La psychopathologie de la dépendance à l’alcool s’exprime à travers une entité clinique repérable. Nous nous intéressons donc à la manière dont ces sujets dépendants temporalisent « le temps » à travers des entretiens cliniques inscrits dans des suivis psychothérapeutiques. Les exemples cliniques sur lesquels nous nous sommes appuyés pour écrire cette thèse sont ceux de sujets dépendants à l’alcool, pour la plupart abstinents malgré les rechutes parfois inévitables. Ces patients semblent pour la plupart se présenter comme des « handicapés » de l’après-coup. Le télescopage de l’instant présent avec des évènements traumatiques, le défi au psychique qu’imposent les blackouts alcooliques, la répétition à l’identique, témoignent de l’impossibilité à transformer et de profiter des richesses que l’instant met à notre disposition.

Nous faisons l’hypothèse suivante : la psychothérapie d’orientation psychanalytique permet au sujet dépendant à l’alcool de s’inscrire dans une temporalité possible.

La question qui dans cette thèse nous guidera est celle-ci :

Comment dans les rencontres cliniques, le sujet dépendant à l’alcool abstinent se temporalise-t-il ?

Plusieurs questions peuvent donc se poser et elles s’énoncent comme suit : - Existe-t-il véritablement une détemporalisation propre aux sujets dépendants à

l’alcool ? En filigrane, la problématique alcoolique a-t-elle une quelconque réalité ?

- La détemporalisation correspond-elle aux situations où le temps, pour ces sujets, semble déchronologisé, télescopé et éclaté ?

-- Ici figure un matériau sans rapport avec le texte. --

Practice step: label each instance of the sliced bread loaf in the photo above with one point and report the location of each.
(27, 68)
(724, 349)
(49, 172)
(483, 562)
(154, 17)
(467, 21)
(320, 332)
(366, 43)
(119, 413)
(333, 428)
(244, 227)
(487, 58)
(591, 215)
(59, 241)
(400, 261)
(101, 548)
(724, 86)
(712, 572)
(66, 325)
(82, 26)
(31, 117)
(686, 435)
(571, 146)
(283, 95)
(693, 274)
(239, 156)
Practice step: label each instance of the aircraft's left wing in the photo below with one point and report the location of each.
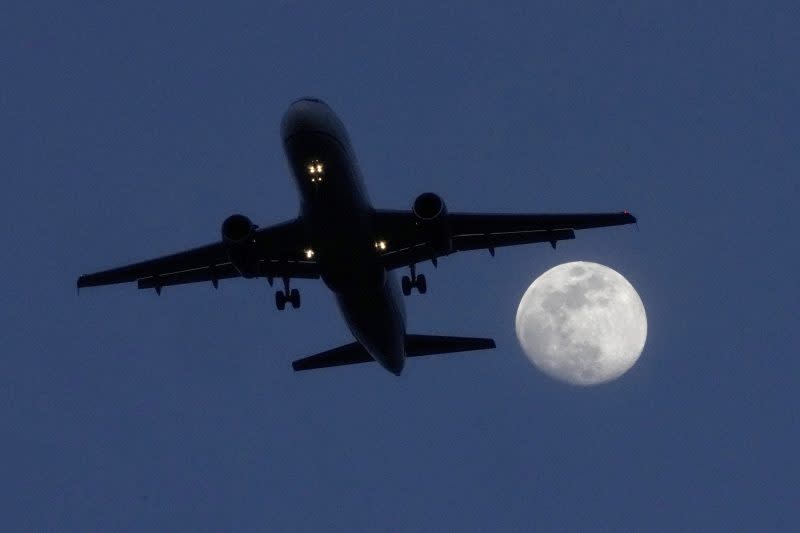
(279, 253)
(407, 243)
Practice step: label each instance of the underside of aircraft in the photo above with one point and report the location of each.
(354, 248)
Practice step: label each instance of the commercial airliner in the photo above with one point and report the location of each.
(353, 247)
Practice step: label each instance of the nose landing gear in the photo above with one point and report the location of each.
(414, 282)
(287, 296)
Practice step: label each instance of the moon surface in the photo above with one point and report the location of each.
(582, 323)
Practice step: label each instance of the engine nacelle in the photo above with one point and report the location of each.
(431, 213)
(237, 234)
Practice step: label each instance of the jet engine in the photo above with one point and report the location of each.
(431, 213)
(237, 234)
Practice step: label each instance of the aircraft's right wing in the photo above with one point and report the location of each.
(278, 249)
(407, 243)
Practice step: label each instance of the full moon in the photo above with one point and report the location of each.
(582, 323)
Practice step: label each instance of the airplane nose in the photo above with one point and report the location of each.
(308, 100)
(305, 115)
(311, 115)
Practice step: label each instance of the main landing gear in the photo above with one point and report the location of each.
(414, 282)
(287, 296)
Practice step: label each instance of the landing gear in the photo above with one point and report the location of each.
(291, 296)
(414, 282)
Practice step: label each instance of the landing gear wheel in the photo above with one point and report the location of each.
(280, 300)
(422, 284)
(406, 283)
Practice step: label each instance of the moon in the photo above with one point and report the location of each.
(582, 323)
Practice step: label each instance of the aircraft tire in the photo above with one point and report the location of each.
(422, 284)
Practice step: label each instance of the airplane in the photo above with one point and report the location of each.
(353, 247)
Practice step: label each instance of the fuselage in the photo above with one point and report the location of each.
(337, 215)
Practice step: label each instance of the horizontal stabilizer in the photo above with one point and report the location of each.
(419, 345)
(416, 346)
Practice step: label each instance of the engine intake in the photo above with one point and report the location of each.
(431, 213)
(237, 234)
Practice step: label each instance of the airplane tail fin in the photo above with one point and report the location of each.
(416, 346)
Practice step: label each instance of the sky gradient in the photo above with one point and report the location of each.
(132, 132)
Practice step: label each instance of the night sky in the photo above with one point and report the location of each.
(128, 133)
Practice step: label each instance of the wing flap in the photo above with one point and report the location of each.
(279, 250)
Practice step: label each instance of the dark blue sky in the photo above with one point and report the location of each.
(132, 132)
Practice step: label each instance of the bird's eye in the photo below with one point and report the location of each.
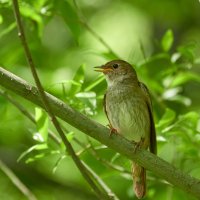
(115, 66)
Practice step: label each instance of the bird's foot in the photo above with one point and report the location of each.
(138, 145)
(112, 130)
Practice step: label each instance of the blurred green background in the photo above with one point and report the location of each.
(67, 39)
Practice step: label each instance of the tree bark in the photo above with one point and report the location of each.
(88, 126)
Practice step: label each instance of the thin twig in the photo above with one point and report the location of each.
(95, 130)
(16, 181)
(57, 140)
(91, 149)
(47, 106)
(24, 111)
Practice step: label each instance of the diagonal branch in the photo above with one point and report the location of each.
(45, 102)
(101, 133)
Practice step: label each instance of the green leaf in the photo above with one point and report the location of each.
(78, 78)
(167, 40)
(29, 11)
(188, 51)
(96, 82)
(190, 120)
(88, 98)
(168, 117)
(58, 162)
(70, 17)
(1, 19)
(35, 147)
(184, 77)
(42, 125)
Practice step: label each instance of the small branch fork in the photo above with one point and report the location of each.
(45, 102)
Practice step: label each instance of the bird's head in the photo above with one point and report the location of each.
(118, 71)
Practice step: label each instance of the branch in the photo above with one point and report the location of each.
(148, 160)
(47, 106)
(16, 181)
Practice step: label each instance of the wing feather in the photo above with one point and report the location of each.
(153, 143)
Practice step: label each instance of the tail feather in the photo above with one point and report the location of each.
(139, 179)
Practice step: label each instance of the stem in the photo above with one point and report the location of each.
(47, 106)
(144, 158)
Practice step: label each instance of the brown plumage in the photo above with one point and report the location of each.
(127, 105)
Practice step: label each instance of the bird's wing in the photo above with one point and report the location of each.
(104, 106)
(153, 144)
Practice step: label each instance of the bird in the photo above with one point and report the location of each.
(127, 104)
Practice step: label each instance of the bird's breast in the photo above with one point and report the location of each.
(128, 113)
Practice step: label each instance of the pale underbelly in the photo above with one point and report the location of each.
(130, 118)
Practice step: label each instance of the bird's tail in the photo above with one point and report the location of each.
(139, 180)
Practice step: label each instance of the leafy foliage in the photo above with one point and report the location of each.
(60, 46)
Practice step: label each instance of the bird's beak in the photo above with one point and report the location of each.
(103, 69)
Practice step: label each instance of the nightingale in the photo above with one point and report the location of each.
(128, 107)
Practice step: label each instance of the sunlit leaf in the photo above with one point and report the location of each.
(42, 125)
(35, 147)
(58, 162)
(96, 82)
(190, 119)
(167, 40)
(78, 78)
(87, 97)
(70, 17)
(181, 99)
(28, 10)
(167, 151)
(184, 77)
(168, 117)
(187, 51)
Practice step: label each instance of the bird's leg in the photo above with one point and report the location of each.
(138, 144)
(112, 130)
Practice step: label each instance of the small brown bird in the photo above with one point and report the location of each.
(127, 105)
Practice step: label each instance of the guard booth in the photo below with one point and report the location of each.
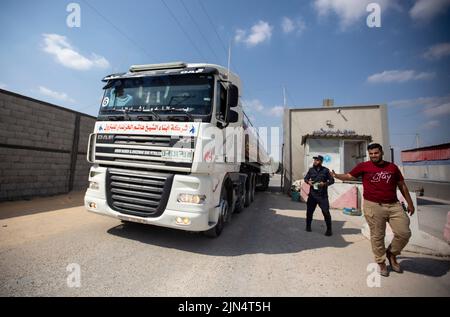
(341, 150)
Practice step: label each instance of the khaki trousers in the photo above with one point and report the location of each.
(376, 216)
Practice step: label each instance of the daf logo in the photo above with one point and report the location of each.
(106, 137)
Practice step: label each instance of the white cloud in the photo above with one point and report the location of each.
(431, 106)
(432, 124)
(399, 76)
(60, 96)
(425, 10)
(277, 111)
(428, 102)
(288, 25)
(259, 33)
(441, 110)
(349, 11)
(67, 55)
(253, 105)
(437, 51)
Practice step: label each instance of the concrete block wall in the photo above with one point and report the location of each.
(37, 148)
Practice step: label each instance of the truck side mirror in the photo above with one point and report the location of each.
(233, 116)
(232, 96)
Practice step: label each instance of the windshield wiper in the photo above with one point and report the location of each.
(145, 109)
(187, 114)
(182, 97)
(126, 112)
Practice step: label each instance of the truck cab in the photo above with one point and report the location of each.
(160, 148)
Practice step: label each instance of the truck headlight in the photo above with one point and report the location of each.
(93, 185)
(191, 199)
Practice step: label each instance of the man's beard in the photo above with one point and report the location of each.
(378, 160)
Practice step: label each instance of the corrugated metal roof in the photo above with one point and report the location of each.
(431, 147)
(336, 136)
(426, 154)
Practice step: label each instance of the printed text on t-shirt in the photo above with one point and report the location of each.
(378, 177)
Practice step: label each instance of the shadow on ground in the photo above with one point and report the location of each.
(426, 202)
(10, 209)
(264, 227)
(425, 266)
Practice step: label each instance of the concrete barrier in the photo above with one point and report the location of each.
(447, 229)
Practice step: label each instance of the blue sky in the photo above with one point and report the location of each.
(316, 49)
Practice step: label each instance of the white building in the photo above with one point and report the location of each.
(339, 133)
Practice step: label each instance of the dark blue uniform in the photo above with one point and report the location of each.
(319, 196)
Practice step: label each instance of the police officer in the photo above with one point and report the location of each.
(319, 178)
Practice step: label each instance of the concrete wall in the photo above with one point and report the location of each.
(435, 171)
(439, 190)
(364, 120)
(39, 154)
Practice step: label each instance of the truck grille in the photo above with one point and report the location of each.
(138, 193)
(145, 151)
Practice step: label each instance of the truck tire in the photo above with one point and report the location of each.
(248, 190)
(265, 179)
(253, 187)
(240, 203)
(215, 231)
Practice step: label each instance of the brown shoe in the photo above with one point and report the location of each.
(393, 262)
(383, 269)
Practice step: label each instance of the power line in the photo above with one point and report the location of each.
(118, 29)
(214, 28)
(199, 30)
(182, 29)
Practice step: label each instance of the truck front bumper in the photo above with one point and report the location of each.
(183, 216)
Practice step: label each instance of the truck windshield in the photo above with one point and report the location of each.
(186, 96)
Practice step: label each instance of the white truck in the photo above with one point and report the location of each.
(162, 150)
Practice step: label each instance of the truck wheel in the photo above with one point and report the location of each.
(248, 191)
(241, 203)
(215, 231)
(265, 182)
(253, 188)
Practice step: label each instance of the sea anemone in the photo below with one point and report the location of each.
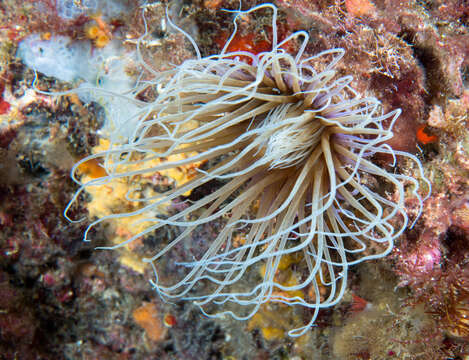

- Face à ses sujets dé-temporalisés ou a-temporalisés, comment pouvons-nous, à partir des entretiens psychothérapeutiques réintroduire l’écart nécessaire à une temporalisation ?

Fort de toutes ces caractéristiques de la temporalisation de l’expérience du sujet dépendant à l’alcool, nous faisons l’hypothèse que la mise en récit par l’écart qu’elle introduit, génère un effet de transformation psychique. Autrement dit, il s’agit de temporaliser grâce aux entretiens cliniques une expérience profondément dé- temporalisée. Afin de mettre à l’épreuve cette hypothèse, au regard de notre pratique, nous présenterons d’abord notre méthodologie de recherche.